Do Nurses at The Peaks Health & Rehabilitation Stick Around?

Staff turnover at THE PEAKS HEALTH & REHABILITATION is high. At 60%, the facility is 14 percentage points above the Arizona average of 46%. High turnover means new staff may not know residents' individual needs, medications, or preferences. It can also be disorienting for residents, especially those with dementia who rely on familiar faces. Families should ask: What is causing the turnover? What retention programs are in place? How do you ensure care continuity during staff transitions?

Was The Peaks Health & Rehabilitation Ever Fined?

THE PEAKS HEALTH & REHABILITATION has no federal fines on record. CMS issues fines when nursing homes fail to meet care standards or don't correct problems found during inspections. The absence of fines suggests the facility has either maintained compliance or corrected any issues before penalties were assessed. This is a positive indicator, though families should still review recent inspection reports for the full picture.
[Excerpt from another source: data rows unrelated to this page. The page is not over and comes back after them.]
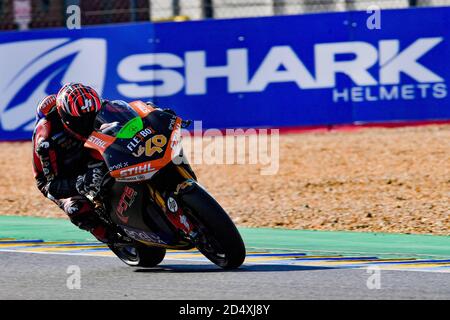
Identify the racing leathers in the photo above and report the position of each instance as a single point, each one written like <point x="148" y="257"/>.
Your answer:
<point x="66" y="172"/>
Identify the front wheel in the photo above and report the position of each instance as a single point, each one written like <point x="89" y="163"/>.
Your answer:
<point x="138" y="255"/>
<point x="218" y="238"/>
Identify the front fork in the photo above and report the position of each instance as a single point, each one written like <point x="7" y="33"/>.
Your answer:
<point x="171" y="206"/>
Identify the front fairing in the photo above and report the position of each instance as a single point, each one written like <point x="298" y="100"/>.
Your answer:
<point x="134" y="150"/>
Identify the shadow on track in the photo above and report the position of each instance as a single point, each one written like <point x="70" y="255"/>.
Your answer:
<point x="201" y="268"/>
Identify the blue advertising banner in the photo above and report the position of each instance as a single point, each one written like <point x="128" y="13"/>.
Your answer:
<point x="315" y="69"/>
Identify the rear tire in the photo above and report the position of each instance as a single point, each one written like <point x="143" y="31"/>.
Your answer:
<point x="139" y="255"/>
<point x="219" y="239"/>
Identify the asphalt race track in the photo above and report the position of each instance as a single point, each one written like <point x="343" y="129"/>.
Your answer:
<point x="31" y="270"/>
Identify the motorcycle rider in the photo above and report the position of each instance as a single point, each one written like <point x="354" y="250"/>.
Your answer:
<point x="64" y="170"/>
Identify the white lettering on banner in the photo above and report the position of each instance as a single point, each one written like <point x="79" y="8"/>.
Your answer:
<point x="268" y="72"/>
<point x="281" y="65"/>
<point x="389" y="93"/>
<point x="388" y="70"/>
<point x="357" y="69"/>
<point x="393" y="62"/>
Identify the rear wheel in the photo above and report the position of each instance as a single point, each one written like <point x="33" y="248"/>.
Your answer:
<point x="138" y="255"/>
<point x="218" y="238"/>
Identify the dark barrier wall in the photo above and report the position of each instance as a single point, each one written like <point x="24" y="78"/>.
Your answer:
<point x="316" y="69"/>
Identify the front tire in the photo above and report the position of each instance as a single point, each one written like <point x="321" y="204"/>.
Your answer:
<point x="218" y="239"/>
<point x="138" y="255"/>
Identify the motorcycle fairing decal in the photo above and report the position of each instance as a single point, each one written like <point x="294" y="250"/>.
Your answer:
<point x="99" y="141"/>
<point x="141" y="108"/>
<point x="145" y="169"/>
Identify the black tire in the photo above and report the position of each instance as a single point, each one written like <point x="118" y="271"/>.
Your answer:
<point x="219" y="239"/>
<point x="138" y="255"/>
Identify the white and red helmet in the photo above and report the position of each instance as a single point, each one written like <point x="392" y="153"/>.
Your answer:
<point x="78" y="106"/>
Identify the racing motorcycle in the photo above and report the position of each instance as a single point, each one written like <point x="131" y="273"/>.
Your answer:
<point x="155" y="201"/>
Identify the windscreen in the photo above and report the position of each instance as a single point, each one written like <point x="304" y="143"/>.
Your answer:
<point x="118" y="119"/>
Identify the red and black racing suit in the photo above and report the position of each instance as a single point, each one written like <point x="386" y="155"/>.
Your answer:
<point x="58" y="159"/>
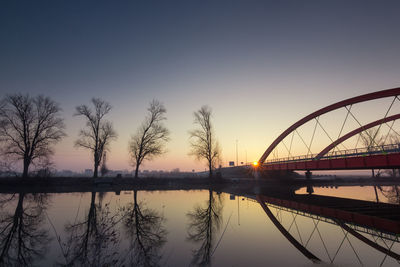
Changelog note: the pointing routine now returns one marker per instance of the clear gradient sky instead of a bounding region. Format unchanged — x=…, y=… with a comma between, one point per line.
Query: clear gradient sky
x=260, y=65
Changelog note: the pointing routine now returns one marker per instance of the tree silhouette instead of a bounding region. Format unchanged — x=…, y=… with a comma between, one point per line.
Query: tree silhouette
x=22, y=240
x=94, y=240
x=29, y=126
x=146, y=232
x=204, y=145
x=204, y=222
x=149, y=140
x=98, y=133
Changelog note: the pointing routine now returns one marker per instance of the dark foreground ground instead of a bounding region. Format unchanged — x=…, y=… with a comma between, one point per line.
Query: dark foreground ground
x=85, y=184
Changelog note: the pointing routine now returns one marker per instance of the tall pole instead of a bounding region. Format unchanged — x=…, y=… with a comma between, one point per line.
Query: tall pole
x=236, y=154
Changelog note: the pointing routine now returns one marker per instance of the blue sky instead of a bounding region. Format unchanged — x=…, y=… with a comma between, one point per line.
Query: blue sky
x=261, y=65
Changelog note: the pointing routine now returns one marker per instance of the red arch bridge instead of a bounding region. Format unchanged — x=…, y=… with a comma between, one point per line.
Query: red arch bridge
x=353, y=134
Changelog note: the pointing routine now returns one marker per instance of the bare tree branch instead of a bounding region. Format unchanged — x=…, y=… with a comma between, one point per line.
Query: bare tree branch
x=98, y=133
x=28, y=128
x=150, y=139
x=203, y=143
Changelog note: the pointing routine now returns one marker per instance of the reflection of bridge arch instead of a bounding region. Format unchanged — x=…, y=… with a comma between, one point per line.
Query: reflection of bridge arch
x=347, y=104
x=334, y=217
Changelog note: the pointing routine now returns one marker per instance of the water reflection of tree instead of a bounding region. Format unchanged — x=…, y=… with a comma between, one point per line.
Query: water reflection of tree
x=204, y=223
x=94, y=240
x=22, y=239
x=146, y=233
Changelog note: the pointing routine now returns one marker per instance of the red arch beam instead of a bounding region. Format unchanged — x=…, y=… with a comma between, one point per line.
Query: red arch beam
x=350, y=101
x=354, y=132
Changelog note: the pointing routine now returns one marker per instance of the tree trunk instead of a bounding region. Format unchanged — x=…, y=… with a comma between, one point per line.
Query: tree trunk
x=137, y=171
x=26, y=168
x=95, y=171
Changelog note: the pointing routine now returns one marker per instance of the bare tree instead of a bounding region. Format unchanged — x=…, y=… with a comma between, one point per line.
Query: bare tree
x=204, y=145
x=98, y=132
x=151, y=137
x=28, y=128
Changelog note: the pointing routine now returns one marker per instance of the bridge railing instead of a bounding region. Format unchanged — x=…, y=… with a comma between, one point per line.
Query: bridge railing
x=357, y=152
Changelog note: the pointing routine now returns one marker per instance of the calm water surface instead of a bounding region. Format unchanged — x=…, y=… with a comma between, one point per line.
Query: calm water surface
x=180, y=228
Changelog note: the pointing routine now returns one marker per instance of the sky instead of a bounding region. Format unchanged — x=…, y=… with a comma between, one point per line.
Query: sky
x=260, y=65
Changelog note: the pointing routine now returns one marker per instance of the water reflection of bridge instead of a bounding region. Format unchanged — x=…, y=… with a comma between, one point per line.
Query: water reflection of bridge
x=375, y=224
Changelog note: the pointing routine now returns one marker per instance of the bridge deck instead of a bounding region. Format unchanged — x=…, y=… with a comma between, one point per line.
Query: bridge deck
x=384, y=161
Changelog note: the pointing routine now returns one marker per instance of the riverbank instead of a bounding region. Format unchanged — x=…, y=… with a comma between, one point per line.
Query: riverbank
x=116, y=184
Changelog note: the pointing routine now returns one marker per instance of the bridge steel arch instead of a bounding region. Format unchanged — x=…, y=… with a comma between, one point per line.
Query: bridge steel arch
x=335, y=106
x=355, y=132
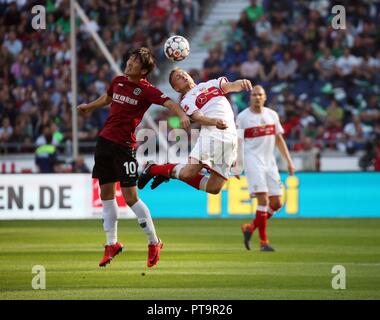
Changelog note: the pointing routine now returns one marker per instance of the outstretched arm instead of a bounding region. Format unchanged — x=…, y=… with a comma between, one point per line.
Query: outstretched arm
x=282, y=147
x=185, y=121
x=206, y=121
x=236, y=86
x=96, y=104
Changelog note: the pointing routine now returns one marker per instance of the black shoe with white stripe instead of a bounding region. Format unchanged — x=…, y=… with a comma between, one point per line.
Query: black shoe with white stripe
x=145, y=176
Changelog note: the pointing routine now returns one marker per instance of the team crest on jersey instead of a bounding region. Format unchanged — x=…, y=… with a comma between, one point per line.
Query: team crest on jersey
x=137, y=91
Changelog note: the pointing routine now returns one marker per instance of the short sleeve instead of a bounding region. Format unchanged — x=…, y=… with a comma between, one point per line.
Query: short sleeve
x=188, y=106
x=156, y=96
x=218, y=83
x=279, y=128
x=110, y=88
x=239, y=121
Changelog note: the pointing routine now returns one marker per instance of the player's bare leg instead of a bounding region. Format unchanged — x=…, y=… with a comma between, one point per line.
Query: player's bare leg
x=274, y=205
x=259, y=222
x=112, y=247
x=188, y=173
x=146, y=223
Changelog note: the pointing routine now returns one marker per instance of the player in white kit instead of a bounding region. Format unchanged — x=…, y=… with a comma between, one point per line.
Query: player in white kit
x=262, y=133
x=216, y=147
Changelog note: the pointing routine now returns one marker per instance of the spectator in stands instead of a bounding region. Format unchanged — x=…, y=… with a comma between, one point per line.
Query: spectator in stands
x=334, y=114
x=325, y=65
x=356, y=134
x=310, y=155
x=212, y=66
x=269, y=67
x=252, y=68
x=13, y=45
x=46, y=155
x=286, y=69
x=254, y=11
x=6, y=131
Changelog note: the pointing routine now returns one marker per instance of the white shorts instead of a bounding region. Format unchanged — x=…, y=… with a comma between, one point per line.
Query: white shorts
x=263, y=180
x=215, y=154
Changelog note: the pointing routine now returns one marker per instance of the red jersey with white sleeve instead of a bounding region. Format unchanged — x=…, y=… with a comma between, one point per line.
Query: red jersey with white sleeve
x=260, y=130
x=208, y=98
x=129, y=103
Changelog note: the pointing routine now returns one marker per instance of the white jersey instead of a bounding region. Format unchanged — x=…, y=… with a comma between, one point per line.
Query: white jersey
x=208, y=98
x=260, y=130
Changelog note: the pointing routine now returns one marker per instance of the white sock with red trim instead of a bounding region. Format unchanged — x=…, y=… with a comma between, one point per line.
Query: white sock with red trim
x=145, y=220
x=110, y=220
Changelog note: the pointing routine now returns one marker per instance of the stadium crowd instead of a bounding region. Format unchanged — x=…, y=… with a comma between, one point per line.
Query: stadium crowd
x=324, y=82
x=35, y=85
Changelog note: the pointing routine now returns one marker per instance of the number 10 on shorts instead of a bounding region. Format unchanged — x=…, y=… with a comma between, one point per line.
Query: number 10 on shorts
x=130, y=168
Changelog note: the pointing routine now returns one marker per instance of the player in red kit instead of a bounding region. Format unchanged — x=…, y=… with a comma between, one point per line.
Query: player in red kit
x=130, y=96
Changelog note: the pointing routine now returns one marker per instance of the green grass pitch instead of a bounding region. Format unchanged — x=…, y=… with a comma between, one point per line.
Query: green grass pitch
x=201, y=259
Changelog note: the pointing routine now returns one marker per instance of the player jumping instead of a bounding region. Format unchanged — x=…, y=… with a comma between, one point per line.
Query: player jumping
x=130, y=96
x=262, y=132
x=216, y=147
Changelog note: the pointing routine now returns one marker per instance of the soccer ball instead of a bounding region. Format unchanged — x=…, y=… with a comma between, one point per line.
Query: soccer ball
x=176, y=48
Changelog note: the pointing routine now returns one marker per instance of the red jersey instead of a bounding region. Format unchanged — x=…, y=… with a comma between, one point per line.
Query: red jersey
x=129, y=103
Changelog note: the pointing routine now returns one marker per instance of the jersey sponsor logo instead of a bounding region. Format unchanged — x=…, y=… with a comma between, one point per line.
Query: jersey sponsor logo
x=121, y=99
x=206, y=95
x=137, y=91
x=260, y=131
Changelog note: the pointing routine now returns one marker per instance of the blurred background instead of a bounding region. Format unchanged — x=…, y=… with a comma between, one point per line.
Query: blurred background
x=323, y=81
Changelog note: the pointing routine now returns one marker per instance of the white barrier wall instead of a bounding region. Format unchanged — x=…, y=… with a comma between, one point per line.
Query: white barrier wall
x=51, y=196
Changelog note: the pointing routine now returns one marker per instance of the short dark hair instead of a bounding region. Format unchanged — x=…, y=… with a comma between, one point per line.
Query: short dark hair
x=146, y=58
x=171, y=74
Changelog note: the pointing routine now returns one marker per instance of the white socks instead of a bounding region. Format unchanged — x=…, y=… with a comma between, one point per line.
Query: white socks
x=110, y=220
x=177, y=170
x=145, y=220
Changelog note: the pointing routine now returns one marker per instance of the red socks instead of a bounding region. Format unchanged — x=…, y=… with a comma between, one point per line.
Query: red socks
x=163, y=170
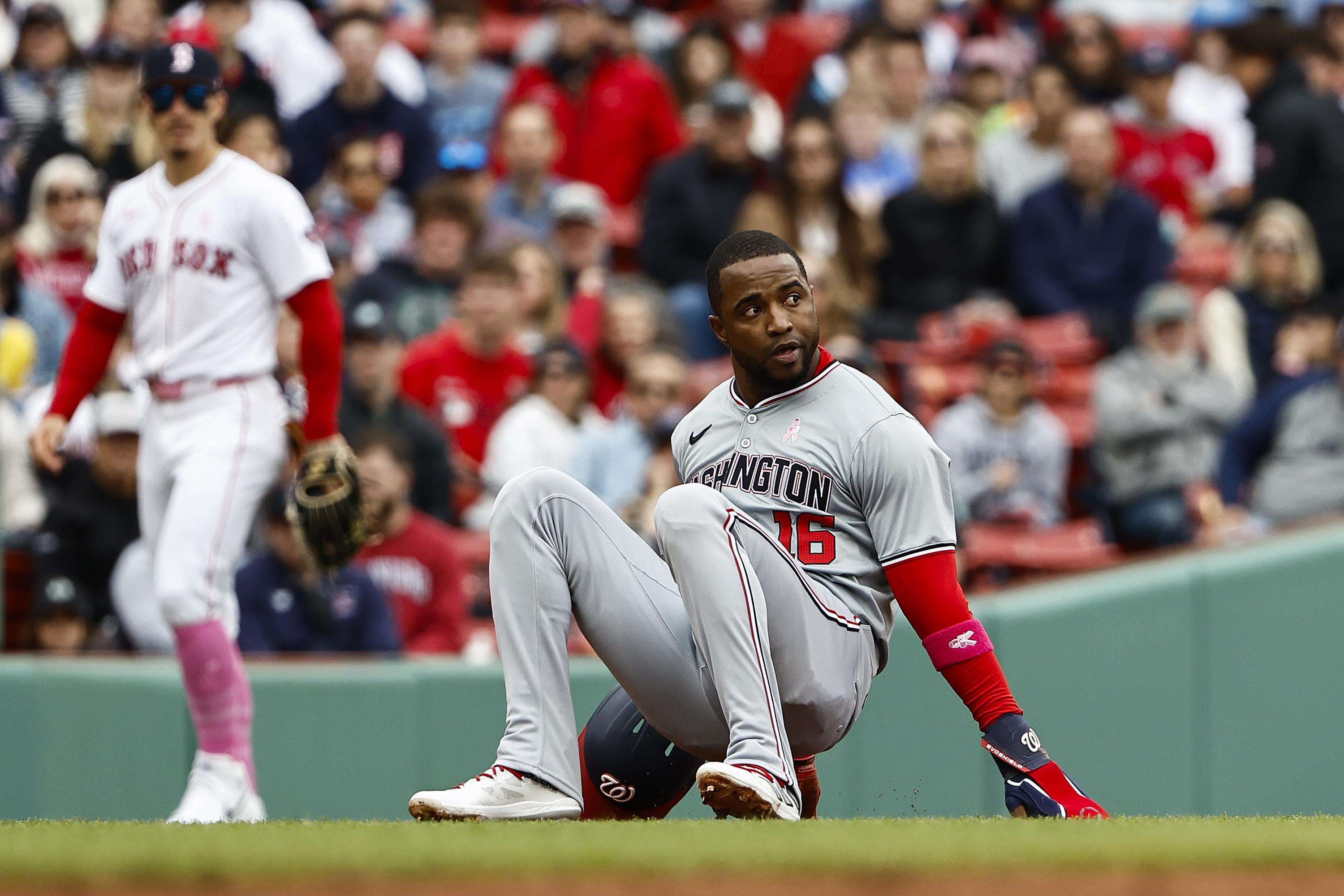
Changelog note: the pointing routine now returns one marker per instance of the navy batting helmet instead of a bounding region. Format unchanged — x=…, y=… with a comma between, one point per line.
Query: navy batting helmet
x=631, y=763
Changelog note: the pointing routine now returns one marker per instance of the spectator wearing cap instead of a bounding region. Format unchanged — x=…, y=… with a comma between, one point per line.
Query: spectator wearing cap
x=112, y=131
x=521, y=206
x=693, y=205
x=46, y=81
x=613, y=461
x=1160, y=156
x=541, y=431
x=414, y=559
x=363, y=211
x=945, y=240
x=1160, y=420
x=287, y=606
x=1299, y=136
x=1284, y=461
x=616, y=116
x=1088, y=244
x=468, y=371
x=1010, y=454
x=362, y=107
x=464, y=90
x=418, y=293
x=1017, y=163
x=92, y=511
x=1277, y=273
x=370, y=402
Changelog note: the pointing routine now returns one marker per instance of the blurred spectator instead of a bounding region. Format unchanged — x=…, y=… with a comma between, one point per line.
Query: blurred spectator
x=1277, y=269
x=362, y=107
x=414, y=559
x=1085, y=242
x=541, y=296
x=46, y=81
x=56, y=249
x=370, y=402
x=768, y=53
x=807, y=209
x=945, y=240
x=693, y=205
x=1010, y=454
x=1094, y=60
x=468, y=371
x=418, y=293
x=363, y=210
x=1017, y=163
x=874, y=171
x=541, y=431
x=1206, y=99
x=464, y=90
x=1159, y=155
x=287, y=606
x=1299, y=136
x=613, y=461
x=615, y=116
x=92, y=512
x=1283, y=461
x=1160, y=418
x=112, y=132
x=519, y=209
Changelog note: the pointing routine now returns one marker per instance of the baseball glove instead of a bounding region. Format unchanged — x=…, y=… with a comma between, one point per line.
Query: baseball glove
x=327, y=508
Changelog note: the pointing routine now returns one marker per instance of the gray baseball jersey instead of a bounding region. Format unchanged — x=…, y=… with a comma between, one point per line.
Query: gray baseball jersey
x=843, y=474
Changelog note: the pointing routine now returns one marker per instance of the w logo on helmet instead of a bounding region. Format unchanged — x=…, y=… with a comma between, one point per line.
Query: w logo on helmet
x=615, y=790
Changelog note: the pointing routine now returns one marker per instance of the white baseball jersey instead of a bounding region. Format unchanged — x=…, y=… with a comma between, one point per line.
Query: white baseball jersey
x=203, y=267
x=846, y=477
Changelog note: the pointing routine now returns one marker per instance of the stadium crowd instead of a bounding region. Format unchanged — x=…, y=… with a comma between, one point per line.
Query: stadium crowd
x=1100, y=257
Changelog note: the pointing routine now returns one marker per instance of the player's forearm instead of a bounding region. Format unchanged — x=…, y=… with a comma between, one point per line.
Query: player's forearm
x=932, y=601
x=86, y=355
x=320, y=355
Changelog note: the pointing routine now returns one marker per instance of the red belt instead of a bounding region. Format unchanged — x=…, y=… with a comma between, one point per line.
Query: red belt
x=186, y=389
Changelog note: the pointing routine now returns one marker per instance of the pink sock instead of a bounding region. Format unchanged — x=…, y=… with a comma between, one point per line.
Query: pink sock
x=218, y=694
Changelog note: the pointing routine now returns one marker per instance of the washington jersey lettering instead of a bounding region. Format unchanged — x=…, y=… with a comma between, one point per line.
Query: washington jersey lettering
x=842, y=474
x=202, y=268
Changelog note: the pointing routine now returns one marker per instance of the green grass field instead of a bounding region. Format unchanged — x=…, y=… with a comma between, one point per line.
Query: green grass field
x=146, y=852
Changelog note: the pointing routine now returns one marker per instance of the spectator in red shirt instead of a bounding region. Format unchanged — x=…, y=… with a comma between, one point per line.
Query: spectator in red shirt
x=1159, y=155
x=616, y=116
x=470, y=371
x=416, y=562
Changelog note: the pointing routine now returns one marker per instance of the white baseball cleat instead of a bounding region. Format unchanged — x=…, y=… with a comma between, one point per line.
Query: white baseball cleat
x=218, y=790
x=498, y=794
x=742, y=793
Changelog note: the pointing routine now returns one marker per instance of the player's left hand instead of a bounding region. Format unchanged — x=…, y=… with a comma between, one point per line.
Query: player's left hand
x=1034, y=785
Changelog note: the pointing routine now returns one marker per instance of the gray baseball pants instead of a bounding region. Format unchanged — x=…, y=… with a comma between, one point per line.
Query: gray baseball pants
x=729, y=649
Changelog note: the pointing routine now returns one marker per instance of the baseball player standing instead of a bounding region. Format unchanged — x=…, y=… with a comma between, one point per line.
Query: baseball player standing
x=811, y=501
x=199, y=252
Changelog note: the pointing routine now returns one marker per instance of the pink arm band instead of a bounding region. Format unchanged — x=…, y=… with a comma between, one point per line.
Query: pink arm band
x=957, y=644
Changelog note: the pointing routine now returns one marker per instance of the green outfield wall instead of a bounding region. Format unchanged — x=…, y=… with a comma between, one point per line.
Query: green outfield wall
x=1206, y=683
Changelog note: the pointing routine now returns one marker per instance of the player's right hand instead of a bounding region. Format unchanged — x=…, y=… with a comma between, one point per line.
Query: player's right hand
x=45, y=443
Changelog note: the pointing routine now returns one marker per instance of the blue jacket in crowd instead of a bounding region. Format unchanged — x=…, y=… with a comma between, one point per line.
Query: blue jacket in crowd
x=279, y=616
x=1064, y=260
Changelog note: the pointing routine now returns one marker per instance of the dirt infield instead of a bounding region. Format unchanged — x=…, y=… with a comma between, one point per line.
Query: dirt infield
x=1105, y=883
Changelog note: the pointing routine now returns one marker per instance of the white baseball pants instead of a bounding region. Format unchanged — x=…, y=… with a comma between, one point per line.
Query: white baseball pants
x=729, y=649
x=205, y=465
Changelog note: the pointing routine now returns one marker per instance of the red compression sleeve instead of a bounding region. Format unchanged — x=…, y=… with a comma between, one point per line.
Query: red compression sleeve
x=320, y=355
x=86, y=355
x=928, y=593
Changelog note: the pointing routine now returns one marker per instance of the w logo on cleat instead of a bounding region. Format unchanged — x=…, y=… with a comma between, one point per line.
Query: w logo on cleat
x=963, y=640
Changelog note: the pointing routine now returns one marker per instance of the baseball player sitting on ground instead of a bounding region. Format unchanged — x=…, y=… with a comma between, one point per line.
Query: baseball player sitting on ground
x=811, y=499
x=199, y=252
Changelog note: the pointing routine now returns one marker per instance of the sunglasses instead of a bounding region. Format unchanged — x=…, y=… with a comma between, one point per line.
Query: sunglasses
x=163, y=96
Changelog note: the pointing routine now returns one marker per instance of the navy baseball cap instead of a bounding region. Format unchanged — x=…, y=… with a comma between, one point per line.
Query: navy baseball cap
x=182, y=64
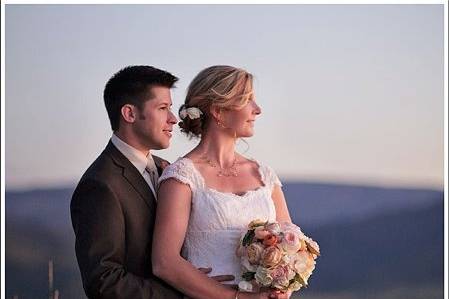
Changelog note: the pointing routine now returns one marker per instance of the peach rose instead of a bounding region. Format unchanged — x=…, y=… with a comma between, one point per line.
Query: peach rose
x=260, y=232
x=256, y=223
x=291, y=242
x=271, y=256
x=254, y=252
x=270, y=240
x=274, y=228
x=304, y=264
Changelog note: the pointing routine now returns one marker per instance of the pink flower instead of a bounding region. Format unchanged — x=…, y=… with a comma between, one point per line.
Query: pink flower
x=280, y=277
x=270, y=240
x=271, y=256
x=164, y=164
x=274, y=228
x=291, y=242
x=261, y=232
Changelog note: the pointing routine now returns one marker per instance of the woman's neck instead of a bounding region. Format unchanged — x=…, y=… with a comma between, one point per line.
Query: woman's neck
x=218, y=148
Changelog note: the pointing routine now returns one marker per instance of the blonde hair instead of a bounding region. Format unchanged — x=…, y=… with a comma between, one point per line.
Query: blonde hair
x=223, y=86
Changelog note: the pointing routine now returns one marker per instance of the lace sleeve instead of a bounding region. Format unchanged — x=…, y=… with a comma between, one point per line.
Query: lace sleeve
x=179, y=171
x=269, y=177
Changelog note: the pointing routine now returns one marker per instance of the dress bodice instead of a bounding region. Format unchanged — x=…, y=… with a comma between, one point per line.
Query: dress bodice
x=217, y=219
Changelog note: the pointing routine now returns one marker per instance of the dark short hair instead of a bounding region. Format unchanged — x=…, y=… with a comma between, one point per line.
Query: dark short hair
x=132, y=85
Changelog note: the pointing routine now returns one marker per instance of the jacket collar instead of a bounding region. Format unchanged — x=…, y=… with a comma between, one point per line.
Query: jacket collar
x=131, y=174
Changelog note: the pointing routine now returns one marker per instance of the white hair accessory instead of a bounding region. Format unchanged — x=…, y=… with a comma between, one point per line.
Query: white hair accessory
x=192, y=113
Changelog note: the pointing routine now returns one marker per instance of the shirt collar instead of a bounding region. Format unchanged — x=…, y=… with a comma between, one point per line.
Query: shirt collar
x=136, y=157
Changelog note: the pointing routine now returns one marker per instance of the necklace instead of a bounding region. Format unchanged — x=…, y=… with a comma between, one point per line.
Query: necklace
x=226, y=172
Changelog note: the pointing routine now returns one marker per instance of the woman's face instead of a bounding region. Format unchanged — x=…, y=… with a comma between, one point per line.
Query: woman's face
x=241, y=121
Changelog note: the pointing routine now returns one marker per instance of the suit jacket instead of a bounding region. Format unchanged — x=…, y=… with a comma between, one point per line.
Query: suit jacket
x=113, y=212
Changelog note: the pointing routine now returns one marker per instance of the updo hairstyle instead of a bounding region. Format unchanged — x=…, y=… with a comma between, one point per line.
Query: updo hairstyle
x=222, y=86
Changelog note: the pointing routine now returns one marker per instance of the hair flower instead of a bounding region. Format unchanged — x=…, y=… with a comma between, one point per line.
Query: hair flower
x=192, y=113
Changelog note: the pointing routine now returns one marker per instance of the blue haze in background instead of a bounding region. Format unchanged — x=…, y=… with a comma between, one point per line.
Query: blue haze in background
x=352, y=121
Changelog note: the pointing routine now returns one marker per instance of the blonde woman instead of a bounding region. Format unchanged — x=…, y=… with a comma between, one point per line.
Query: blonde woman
x=207, y=197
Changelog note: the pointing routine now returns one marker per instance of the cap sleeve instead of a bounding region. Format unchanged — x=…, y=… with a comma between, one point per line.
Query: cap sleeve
x=269, y=177
x=181, y=171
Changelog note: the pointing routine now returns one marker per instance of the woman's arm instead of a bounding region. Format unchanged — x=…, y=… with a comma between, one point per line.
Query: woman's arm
x=278, y=197
x=172, y=217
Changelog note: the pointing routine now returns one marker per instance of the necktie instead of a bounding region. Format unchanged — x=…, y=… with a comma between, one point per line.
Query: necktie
x=152, y=171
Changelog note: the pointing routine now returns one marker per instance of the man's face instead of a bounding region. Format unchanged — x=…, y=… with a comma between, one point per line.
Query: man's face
x=154, y=122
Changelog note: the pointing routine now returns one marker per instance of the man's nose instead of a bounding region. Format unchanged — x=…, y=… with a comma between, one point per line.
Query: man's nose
x=257, y=109
x=172, y=118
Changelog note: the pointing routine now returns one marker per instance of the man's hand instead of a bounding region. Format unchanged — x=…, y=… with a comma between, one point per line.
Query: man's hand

Is The Peaks Health & Rehabilitation on Any Federal Watch List?

THE PEAKS HEALTH & REHABILITATION is not on any federal watch list. The most significant is the Special Focus Facility (SFF) program, which identifies the bottom 1% of nursing homes nationally based on persistent, serious quality problems. Not being on this list means the facility has avoided the pattern of deficiencies that triggers enhanced federal oversight. This is a positive indicator, though families should still review the facility's inspection history directly.